Chief Financial Officer Paul Keglevic defended Energy Future’s sale proposal at a bankruptcy court hearing this week in Wilmington, Delaware, saying a bid floated by NextEra (NEE) Energy Inc. in July, which he valued at around $18 billion, “surprised” him.
“None of us assumed we could get the price in the multiple that we ended up getting from NextEra,” Keglevic said.
Before NextEra came forward, Dallas-based Energy Future was set to lock in a $42 billion bankruptcy restructuring that left some creditors out in the cold. Pressure from eight lender groups made it ditch part of that plan and invite bids for Oncor, a regulated electricity-distribution business and the company’s prize asset.
Creditors of the company’s unprofitable power business protested this week that they’re still at a disadvantage, as most of the auction proceeds would be used to pay lenders to the regulated business.

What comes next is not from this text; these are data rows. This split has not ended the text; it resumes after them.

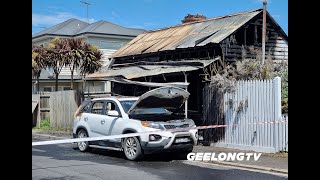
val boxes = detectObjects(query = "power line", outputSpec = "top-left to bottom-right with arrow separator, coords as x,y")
80,1 -> 92,23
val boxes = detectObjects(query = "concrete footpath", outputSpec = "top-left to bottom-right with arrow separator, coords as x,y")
32,130 -> 288,174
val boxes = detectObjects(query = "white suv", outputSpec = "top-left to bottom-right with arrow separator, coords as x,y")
73,87 -> 198,160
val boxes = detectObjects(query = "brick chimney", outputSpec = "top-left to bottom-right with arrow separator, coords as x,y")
181,14 -> 207,23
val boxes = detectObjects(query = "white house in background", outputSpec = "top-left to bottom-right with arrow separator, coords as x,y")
32,18 -> 146,92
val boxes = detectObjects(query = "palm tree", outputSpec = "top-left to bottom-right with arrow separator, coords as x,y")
80,43 -> 103,89
32,46 -> 47,91
45,38 -> 69,91
66,38 -> 86,90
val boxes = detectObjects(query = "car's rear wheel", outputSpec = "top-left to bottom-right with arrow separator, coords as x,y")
123,137 -> 143,161
77,129 -> 90,152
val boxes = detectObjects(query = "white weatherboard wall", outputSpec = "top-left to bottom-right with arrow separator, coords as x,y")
214,77 -> 288,152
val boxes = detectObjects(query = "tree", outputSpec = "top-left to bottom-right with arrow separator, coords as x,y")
32,46 -> 47,91
80,44 -> 103,89
45,38 -> 68,91
65,38 -> 86,90
65,38 -> 102,89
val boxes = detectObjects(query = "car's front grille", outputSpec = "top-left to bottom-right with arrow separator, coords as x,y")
164,124 -> 189,129
179,124 -> 189,128
164,125 -> 176,129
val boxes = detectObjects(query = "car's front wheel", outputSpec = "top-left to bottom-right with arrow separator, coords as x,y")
77,129 -> 90,152
123,137 -> 143,161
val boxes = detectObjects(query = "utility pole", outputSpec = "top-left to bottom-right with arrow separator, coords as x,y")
262,0 -> 267,64
80,1 -> 91,23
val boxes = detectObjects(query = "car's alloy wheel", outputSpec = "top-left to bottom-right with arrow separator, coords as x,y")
78,129 -> 89,152
123,137 -> 143,160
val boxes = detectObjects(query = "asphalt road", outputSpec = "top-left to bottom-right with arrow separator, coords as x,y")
32,139 -> 287,180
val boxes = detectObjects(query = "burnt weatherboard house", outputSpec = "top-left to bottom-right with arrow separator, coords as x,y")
88,9 -> 288,125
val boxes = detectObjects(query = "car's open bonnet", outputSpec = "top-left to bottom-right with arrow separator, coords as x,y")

Keglevic was grilled Oct. 20 by Ed Weisfelner, a lawyer for creditors fighting key aspects of the planned auction, including its timing and tax structure. The next day, U.S. Bankruptcy Judge Christopher Sontchi delayed the planned Oct. 23 start of the auction to give creditors more time to interrogate directors about the sale plans.
A dozen parties signed confidentiality agreements to see Energy Future documents. NextEra, CenterPoint Energy Inc., Warren Buffett’s Berkshire Hathaway Inc. and Hunt Consolidated Inc. are among them, said people familiar with the matter who asked not to be named as the matter is private.
According to Keglevic, “no more than five” potential buyers will make offers in the first round of bidding. Weisfelner said an Energy Future adviser predicted “two to four.”
The lawyer asked Keglevic whether NextEra’s bid would have been less surprising if Energy Future had had Oncor valued by a specialist. The executive admitted the company hadn’t done so.
A bidding company might use some of its own stock as part of a payment for Oncor, which will go to creditors of the regulated unit that controls 80 percent of the electricity company, Keglevic said.
Some bidders might use a real estate investment trust structure to buy Oncor, which would eliminate taxes, he said. Also, for a Texas utility, “there are unique intrinsic issues associated with another utility in Texas that might have, you know, synergies,” he said.
Weisfelner countered Keglevic’s arguments, saying bidders might trim their offers because it’s not known whether they can carry out an Oncor takeover on terms set today. The creditor group he represents wants Oncor to be sold in six months to a year, as part of Energy Future’s as-yet-unfiled restructuring plan.
“No one’s told you that Oncor’s going to be worth more or less a year from now, have they?” he asked.
“They have not,” Keglevic said.
One uncertainty is whether an Oncor deal will be tax-free, as Energy Future has said it preferred. Potential bidders may offer less because a tax-free structure is riskier, a creditor trustee said in court papers.
Nor does a potential buyer know whether Energy Future’s disadvantaged creditors will extract more money in the restructuring, forcing the company to raise prices for Oncor.
A restructuring plan that’s backed by creditors will answer such questions, removing some “execution risks,” Weisfelner said.
The case is Energy Future Holdings Corp., 14-bk-10979, U.S. Bankruptcy Court, District of Delaware (Wilmington).